3

I have one hocon configuration created from JSON file. I need to parse the following hocon and extract the values

sample hocon file: sample.json

    nodes=[
    {
        host=myhostname
        name=myhostname
        ports {
            # debug port
            debug=9384
            # http Port on which app running
            http=9380
            # https Port on which app running
            https=9381
            # JMX port
            jmx=9383
        }
        type=app
        vm-args=[
            "-XX:+PrintGCDetails -XX:+PrintGCTimeStamps -XX:+PrintClassHistogram",
            "-XX:+UseConcMarkSweepGC -XX:+UseParNewGC ",
            "-XX:+UseTLAB -XX:CMSInitiatingOccupancyFraction=80 -XX:+ExplicitGCInvokesConcurrent -verbose:gc",
            "-XX:SurvivorRatio=8 -XX:+UseNUMA -XX:TargetSurvivorRatio=80 -XX:MaxTenuringThreshold=15",
            "-Xmx3200m -Xms3200m -XX:NewSize=1664m -XX:MaxNewSize=1664m -Xss1024k",
            "-server"
        ]
    }
]
profile=java-dev
resources {
cfg-repository {
    branch-name=master
    commit-id=HEAD
    password=sigma123
    url="http://localhost:9890/gitcontainer/demo-cfg"
    username=sadmin
}
databases=[
    {
        connection-string="oracle03:1522:si12c"
        name=cm
        password=coresmp601
        username=coresmp601cm
    },
    {
        connection-string="oracle03:1522:si12c"
        name=am
        password=coresmp601
        username=coresmp601am
    }
]
idp {
    url="https://sohanb:8097/idp"
}
keystores=[
    {
        file-location="/home/smp/runtime/ssl"
        name=identity
        passphrase=kspass
    }
]
admin {
    password=sigma123
    url="http://punws-sohanb.net:9002/"
    username=sadmin
}
}

Now from this hocon file i want to extract the vm-args. I have tried different bash tools and sed/awk commands but no luck.

Please suggest!

dawg
  • 98,345
  • 23
  • 131
  • 206
Sohan
  • 6,252
  • 5
  • 35
  • 56

2 Answers2

4

awk to the rescue!

 $ awk 'p&&$0~/"/{gsub("\"","");print} /vm-args/{p=1} ' hoconfile

            -XX:+PrintGCDetails -XX:+PrintGCTimeStamps -XX:+PrintClassHistogram,
            -XX:+UseConcMarkSweepGC -XX:+UseParNewGC ,
            -XX:+UseTLAB -XX:CMSInitiatingOccupancyFraction=80 -XX:+ExplicitGCInvokesConcurrent -verbose:gc,
            -XX:SurvivorRatio=8 -XX:+UseNUMA -XX:TargetSurvivorRatio=80 -XX:MaxTenuringThreshold=15,
            -Xmx3200m -Xms3200m -XX:NewSize=1664m -XX:MaxNewSize=1664m -Xss1024k,
            -server

from there you can format as desired.

UPDATE based on the updated input file you need to terminate printing by additional logic add /]/{p=0} between the two blocks as in:

$ awk 'p&&$0~/"/{gsub("\"","");print} /]/{p=0} /vm-args/{p=1}' file

you can pipe the output to tr -d ',' | tr -s ' ' to remove commas and squeeze spaces, or do the same in the awk script.
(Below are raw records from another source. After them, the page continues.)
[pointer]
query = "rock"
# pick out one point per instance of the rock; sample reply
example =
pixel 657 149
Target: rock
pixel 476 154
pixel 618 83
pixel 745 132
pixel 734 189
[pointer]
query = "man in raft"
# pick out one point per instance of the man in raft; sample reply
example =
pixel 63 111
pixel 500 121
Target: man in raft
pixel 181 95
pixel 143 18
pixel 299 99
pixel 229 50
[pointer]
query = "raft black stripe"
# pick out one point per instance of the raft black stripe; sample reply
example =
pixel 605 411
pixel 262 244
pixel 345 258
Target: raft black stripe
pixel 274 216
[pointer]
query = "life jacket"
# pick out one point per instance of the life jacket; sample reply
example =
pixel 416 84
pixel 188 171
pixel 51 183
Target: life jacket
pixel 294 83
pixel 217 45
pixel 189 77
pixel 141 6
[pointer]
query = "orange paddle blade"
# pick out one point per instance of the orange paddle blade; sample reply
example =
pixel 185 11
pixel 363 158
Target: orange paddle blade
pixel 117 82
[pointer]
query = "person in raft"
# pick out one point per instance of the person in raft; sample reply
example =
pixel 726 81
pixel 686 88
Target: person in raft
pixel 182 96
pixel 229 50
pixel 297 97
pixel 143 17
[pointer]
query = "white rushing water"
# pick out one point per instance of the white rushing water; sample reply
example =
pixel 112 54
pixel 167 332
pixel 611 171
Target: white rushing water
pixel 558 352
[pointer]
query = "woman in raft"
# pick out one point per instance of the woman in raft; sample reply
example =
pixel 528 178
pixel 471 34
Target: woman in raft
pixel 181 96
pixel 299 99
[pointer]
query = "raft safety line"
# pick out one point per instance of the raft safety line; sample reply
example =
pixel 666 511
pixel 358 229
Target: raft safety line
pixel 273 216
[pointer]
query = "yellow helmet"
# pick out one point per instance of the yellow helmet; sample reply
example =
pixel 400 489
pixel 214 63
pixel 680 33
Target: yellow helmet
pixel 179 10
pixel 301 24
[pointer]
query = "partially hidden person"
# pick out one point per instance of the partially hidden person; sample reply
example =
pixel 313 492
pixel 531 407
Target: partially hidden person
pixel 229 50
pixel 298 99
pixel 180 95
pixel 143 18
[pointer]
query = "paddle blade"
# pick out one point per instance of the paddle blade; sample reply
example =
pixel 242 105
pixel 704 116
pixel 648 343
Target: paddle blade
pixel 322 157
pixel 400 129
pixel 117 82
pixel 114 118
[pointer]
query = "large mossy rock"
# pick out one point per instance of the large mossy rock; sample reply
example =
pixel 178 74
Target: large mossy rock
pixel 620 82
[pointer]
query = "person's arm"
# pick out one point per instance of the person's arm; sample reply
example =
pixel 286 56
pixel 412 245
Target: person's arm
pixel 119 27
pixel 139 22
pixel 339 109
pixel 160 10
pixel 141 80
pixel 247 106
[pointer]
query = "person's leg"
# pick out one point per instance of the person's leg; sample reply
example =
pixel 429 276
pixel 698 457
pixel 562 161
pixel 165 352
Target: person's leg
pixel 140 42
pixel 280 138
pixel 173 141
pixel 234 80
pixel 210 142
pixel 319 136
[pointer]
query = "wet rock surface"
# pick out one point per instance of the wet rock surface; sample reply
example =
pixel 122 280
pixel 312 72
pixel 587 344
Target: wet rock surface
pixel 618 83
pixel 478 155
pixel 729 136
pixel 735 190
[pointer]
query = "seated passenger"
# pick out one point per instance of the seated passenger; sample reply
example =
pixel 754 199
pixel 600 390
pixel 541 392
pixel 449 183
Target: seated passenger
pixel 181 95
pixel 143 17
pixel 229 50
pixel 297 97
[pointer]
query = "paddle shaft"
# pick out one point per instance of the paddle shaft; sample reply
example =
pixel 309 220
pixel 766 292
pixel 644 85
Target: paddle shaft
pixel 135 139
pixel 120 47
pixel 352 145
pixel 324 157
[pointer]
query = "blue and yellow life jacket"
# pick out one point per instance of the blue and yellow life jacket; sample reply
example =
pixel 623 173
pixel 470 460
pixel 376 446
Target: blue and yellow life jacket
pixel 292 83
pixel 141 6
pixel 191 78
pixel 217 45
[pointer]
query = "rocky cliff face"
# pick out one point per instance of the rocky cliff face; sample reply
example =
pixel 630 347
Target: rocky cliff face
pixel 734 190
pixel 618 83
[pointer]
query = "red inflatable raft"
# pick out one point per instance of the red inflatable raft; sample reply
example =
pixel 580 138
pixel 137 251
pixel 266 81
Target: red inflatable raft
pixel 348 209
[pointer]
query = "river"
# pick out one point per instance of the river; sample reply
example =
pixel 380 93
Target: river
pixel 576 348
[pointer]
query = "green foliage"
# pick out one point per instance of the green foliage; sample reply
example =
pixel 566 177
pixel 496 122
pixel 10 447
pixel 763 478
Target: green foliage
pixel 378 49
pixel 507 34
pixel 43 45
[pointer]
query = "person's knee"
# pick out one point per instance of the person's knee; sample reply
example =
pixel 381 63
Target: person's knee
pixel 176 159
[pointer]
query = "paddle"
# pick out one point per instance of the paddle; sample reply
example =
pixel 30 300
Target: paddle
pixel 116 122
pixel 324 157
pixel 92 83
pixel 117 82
Explanation: a pattern match to "vm-args" sets the flag (p=1). If the flag is set and the line includes quotes print the line, if the line matches to close square brackets (]) set the flag off (p=0), so effectively stops if there are no more "vm-args" match in the file.

UPDATE: I changed the code slightly, now concatenates the lines into one, searches for the hostname, trimming the extra chars are done with tr and sed.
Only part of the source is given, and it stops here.